Setbacks everywhere!

First I need the text of the scriptures in Oromo. Surely a quick Google search will pull it up. Nope. I searched for hours and couldn’t find a clean copy anywhere and the fragments i did find were for an old (and apparently inferior) copy from the early 90s. There is an Android app that contains the text, so I downloaded the package for it and tried to crack it open. But the text was stored in encrypted SQLite files. Dead end. After much searching, I finally found a PDF-only version of the New Testament on the Bible Gateway site. Somehow, it had totally slipped through the cracks of my earlier searches. Or maybe I was so bent on finding a plain text copy, I had ignored it. The PDF copy is still a long way from what I really need though.

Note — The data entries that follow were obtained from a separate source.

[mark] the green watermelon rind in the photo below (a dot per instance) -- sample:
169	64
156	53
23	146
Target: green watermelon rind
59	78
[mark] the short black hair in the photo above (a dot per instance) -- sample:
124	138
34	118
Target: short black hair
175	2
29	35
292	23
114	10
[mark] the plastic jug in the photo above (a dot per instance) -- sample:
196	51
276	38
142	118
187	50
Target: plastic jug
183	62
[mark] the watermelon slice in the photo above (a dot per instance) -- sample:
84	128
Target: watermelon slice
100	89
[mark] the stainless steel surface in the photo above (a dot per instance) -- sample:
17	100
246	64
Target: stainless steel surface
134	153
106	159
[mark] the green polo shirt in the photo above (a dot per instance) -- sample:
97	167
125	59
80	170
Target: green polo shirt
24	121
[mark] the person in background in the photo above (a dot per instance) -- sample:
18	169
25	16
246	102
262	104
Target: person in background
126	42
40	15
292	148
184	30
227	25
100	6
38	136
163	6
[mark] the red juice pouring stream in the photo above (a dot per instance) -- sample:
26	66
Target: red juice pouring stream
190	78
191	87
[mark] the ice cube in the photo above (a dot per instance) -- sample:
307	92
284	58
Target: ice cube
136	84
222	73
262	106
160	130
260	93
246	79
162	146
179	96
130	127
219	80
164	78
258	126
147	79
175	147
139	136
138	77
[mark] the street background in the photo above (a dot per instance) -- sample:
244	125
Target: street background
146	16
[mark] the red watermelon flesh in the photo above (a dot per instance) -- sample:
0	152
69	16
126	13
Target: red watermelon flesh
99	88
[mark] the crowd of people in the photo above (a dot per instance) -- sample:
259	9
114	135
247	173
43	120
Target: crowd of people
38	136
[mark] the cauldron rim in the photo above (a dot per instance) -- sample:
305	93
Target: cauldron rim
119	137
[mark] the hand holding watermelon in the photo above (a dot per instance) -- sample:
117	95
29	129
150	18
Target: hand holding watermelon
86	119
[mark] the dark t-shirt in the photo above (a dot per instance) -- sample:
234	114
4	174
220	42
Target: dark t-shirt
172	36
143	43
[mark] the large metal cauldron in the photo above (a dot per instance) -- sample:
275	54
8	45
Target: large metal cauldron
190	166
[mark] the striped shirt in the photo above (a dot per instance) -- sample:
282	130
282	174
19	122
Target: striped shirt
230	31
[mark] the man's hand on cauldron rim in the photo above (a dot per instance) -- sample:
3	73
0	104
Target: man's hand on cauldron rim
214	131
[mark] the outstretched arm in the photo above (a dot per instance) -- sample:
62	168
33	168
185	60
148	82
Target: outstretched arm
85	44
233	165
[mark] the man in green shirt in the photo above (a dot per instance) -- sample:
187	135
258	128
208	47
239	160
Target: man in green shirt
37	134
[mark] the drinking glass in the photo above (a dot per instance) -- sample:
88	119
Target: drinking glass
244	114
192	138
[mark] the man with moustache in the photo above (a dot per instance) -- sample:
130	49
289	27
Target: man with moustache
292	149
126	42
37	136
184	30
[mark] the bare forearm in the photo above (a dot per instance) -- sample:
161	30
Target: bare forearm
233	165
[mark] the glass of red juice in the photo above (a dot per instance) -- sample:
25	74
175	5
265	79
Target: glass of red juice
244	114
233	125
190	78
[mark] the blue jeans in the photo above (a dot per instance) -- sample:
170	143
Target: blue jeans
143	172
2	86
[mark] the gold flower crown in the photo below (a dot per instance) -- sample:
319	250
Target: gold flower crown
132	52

The same day that I discovered that copy, the updated version from 2006, I finally heard back from some folks at the International Bible Society. I had tried emailing and calling a bunch of different people there, but hadn’t made much headway. I ended up filling out a long permission request form with them and they think it likely that I’ll eventually be able to get the source files from them along with explicit permission to reprint the material in braille. That’s cool, but could still take months.

In other news, I’m having numerous hardware problems. Braille embossers are rather expensive (about $4000) and despite the fact that we use a lot of braille in our house, we haven’t ever shelled out the bucks for one. Someone gave us an old small one for free a while back, but I had only had limited success ever getting it to print anything without choking. I had chalked up my failure to not have the right software to talk to the thing. The most widely used software is made by Duxbury and costs another $600. This is an experimental project I’m trying to do on the cheap! That’s not going to fly. I don’t want to use the small brailler anyway since it only takes 8.5″ x 11″ paper. It would take a lot fewer pages to use the more common larger format, especially if I could print double-sided, slightly offset dots like the pros do.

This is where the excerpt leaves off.